しかし決定的に違うモノが一つ。片方は、本心からの。もう片方は、強制混じりの。
「……コハク。《妖魔槍》。知ってるけど、名乗りなさい」
「……この世界では、《ガラディーン》って名乗らさせられてる」
お互いに名乗り合うコハクとガラディーン。それを合図にしたように――――二人とも、戦闘態勢へと移行した。
コハクは《青乱》の刀身をガラディーンに向けつつ、腰だめに構える。
ガラディーンは不存の刀を居合の構えで固定する。
徐々に、徐々に、高まっていく緊張感。
最初の一撃は、ほぼ同時に発された。
「――――セェェィッ!!」
「――――ッ!」
裂ぱくの気合いと共に、コハクが槍を振りかざす。発生した花びらのような形状の衝撃波が、高速でガラディーンを穿ちに奔る。
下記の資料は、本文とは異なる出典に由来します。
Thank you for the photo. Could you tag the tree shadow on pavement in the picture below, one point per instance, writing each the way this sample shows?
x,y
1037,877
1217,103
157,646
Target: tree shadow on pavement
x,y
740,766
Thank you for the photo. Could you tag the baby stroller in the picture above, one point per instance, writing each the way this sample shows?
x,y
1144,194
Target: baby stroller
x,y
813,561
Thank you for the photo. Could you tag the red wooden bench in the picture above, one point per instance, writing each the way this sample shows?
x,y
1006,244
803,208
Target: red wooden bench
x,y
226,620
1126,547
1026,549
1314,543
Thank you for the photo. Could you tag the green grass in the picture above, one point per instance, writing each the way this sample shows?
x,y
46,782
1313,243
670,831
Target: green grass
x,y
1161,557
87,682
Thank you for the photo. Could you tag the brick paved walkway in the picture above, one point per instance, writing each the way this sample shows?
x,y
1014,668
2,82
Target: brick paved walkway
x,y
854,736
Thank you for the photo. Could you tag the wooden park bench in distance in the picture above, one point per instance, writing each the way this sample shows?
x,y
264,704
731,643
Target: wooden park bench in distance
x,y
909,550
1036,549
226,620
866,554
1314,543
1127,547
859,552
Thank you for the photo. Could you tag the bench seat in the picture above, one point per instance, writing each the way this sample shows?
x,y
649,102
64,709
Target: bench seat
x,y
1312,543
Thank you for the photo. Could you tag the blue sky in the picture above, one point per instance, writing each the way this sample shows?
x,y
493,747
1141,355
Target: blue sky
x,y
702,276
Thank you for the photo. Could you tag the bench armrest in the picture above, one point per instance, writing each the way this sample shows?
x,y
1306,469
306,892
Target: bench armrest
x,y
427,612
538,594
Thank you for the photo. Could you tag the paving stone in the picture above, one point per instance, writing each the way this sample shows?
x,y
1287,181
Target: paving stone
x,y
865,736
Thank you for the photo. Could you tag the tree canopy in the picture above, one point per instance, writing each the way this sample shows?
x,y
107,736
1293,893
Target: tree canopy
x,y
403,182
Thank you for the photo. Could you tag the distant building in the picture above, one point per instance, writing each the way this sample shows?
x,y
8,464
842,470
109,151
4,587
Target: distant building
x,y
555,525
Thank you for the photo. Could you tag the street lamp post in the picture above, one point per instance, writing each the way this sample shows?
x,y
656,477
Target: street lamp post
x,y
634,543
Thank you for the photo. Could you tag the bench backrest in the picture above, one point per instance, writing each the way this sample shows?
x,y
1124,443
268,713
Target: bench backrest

同時にガラディーンも不存の刀を抜刀。不可視の刃が放たれ、コハクの放った衝撃波と空中で激突、剣戟だけがその場に残る。
その激突が終わる前に。
すでに二人とも、駆け出していた。
「ぃえぁぁぁっ!」
コハクの槍が紫色に輝く。《妖魔槍》ソードスキル二連撃、《ロゼッタ・ロザリオ》。十字を切るようにクロスした斬撃。
それを、ガラディーンが存在しない刃で叩き斬る。
と、同時に。
「――――神装変換術の起動解除を申請! ――――『神装変換:《アスリウズライト》』!」
ガラディーンの容姿が変わった。
ポニーテールと一つ結びを合わせた様な形状だった髪型は、腰ほどまでもある下ろし髪に。
黒かったくせ毛は、こげ茶色のストレートに。
そして大正時代の女学生を彷彿とさせる様式だった和服は、カソックと陣羽織を合わせた様な和服と、現代の学生の着るブラウスへと。
同時に、存在しなかった剣が、その姿を形成する。
それは、漆黒の刀だった。光が当たると、その部分がなぜかより漆黒に輝く。
「なっ……」
「……シィッ!!」
小さな気合いと共に、目にもとまらぬ速さで刀身が振りぬかれた。斬!! というようなおぞましいサウンドエフェクトが響きわたり、空間が切断される。コハクはあわててそれを避けると、今度は両手槍用突進系ソードスキル、《へヴィー・チャージ》を発動。
一瞬で肉薄したコハクとガラディーン。